Berufungsentscheidung - Steuer (Referent) des UFSW vom 12.07.2011, RV/1473-W/10

Keine Wiedereinsetzung in den vorigen Stand - auffallend sorgloses Handeln

Rechtssätze

Keine Rechtssätze vorhanden

Entscheidungstext

Der Unabhängige Finanzsenat hat über die Berufung der Bw., vertreten durch Mag. Paul Philipp Pöllinger, Rechtsanwalt, 2500 Baden, Beethovengasse 1, vom 27. Dezember 2009 gegen den Bescheid des Finanzamtes Wien 6/7/15 vom 3. Dezember 2009 betreffend Abweisung eines Antrages auf Wiedereinsetzung in den vorigen Stand gem. § 308 BAO (Versäumnis der Berufungsfrist zur Umsatzsteuer 2008) entschieden:

Die Berufung wird als unbegründet abgewiesen.

Der angefochtene Bescheid bleibt unverändert.

Entscheidungsgründe

Gegenstand der Berufung ist die mit Bescheid vom 3. Dezember 2009 erfolgte Abweisung eines Antrags auf Wiedereinsetzung in den vorigen Stand gem. § 308 BAO infolge Fristversäumnis zur Einbringung einer Berufung gegen den Umsatzsteuerbescheid für das Jahr 2008.

Aufgrund der durch die Bw. am 31. August 2009 elektronisch eingebrachten Erklärung für die Umsatzsteuer des Jahres 2008 führte die Abgabenbehörde erster Instanz die Veranlagung erklärungsgemäß durch. Der Bescheid betreffend die Umsatzsteuer des Jahres 2008 erging mit Datum 25. September 2009.

Am 4. November 2009 wurde gegen den genannten Bescheid elektronisch eine Berufung eingebracht und diese damit begründet, dass die Vorsteuer nicht vollständig erfasst worden und daher die Berechnung der Umsatzsteuer falsch erfolgt sei.

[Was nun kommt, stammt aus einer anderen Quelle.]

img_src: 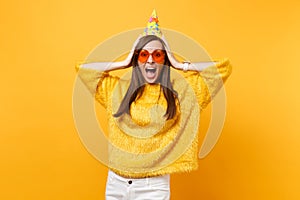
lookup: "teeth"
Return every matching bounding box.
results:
[146,68,156,73]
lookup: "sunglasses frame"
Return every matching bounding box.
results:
[138,49,166,64]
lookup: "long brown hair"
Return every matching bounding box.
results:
[113,35,177,119]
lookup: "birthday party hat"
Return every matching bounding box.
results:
[142,9,162,37]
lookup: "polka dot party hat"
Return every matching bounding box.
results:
[142,9,162,37]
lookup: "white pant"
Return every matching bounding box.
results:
[106,171,170,200]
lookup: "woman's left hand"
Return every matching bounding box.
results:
[161,36,182,69]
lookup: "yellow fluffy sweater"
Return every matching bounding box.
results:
[76,59,231,178]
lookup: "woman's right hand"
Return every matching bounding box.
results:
[123,34,142,67]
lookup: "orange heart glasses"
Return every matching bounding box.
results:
[138,49,166,64]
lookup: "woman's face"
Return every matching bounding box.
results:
[138,40,165,83]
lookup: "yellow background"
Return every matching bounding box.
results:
[0,0,300,200]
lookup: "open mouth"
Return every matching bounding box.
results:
[145,67,157,80]
[146,68,156,74]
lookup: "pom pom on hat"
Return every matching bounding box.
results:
[142,9,162,37]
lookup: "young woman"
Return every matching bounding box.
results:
[77,35,231,200]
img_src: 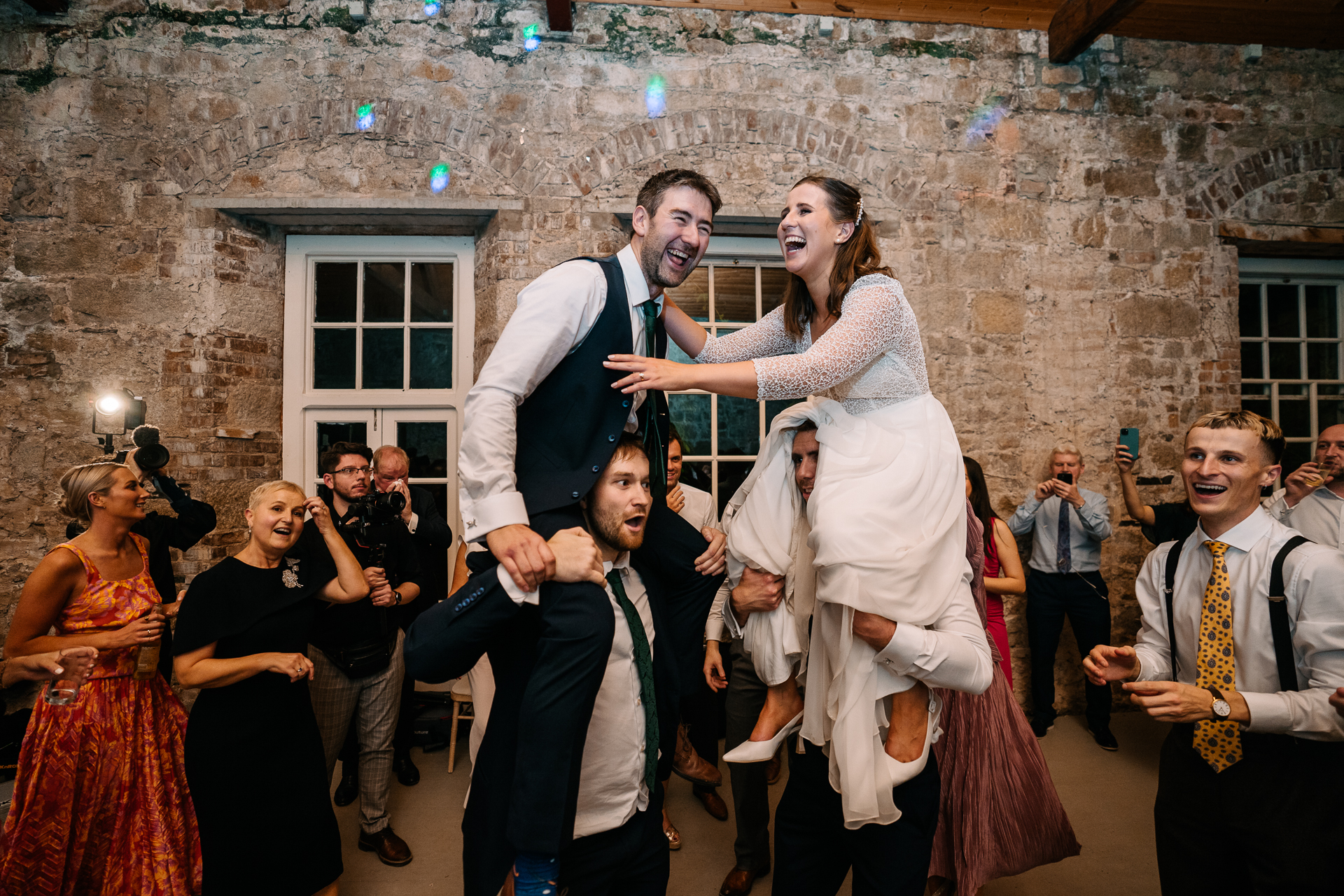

Mit Bescheid vom 9. November 2009 wies die Abgabenbehörde erster Instanz die o.a. Berufung infolge nicht fristgerechter Einbringung zurück.

Am 20. November 2009 brachte die Bw. diesbezüglich einen Antrag auf Wiedereinsetzung in den vorigen Stand ein. Die Berufungsfrist sei durch eine langjährige Mitarbeiterin (Frau G.), die für die Fristenhaltung zuständig sei, falsch in den Kalender eingetragen worden, sodass es zur Fristversäumnis gekommen sei. Die Bw. habe davon erst durch die Zustellung des Schreibens (Anmerkung: des Zurückweisungsbescheides) vom 9. November 2009 erfahren. Die Bw. sei somit durch ein unvorhergesehenes Ereignis an der rechtzeitigen Erhebung der Berufung gehindert worden. Es werde ersucht in die Entscheidung einzubeziehen, dass die Bw. nur ein kleines Unternehmen sei und es sich in Anbetracht der Wirtschaftskrise um einen betriebswirtschaftlich maßgeblichen Betrag handle. Als Bescheinigungsmittel wurde auf die Geschäftsführerin der Bw. (Frau T.) sowie die Angestellte Frau G. verwiesen.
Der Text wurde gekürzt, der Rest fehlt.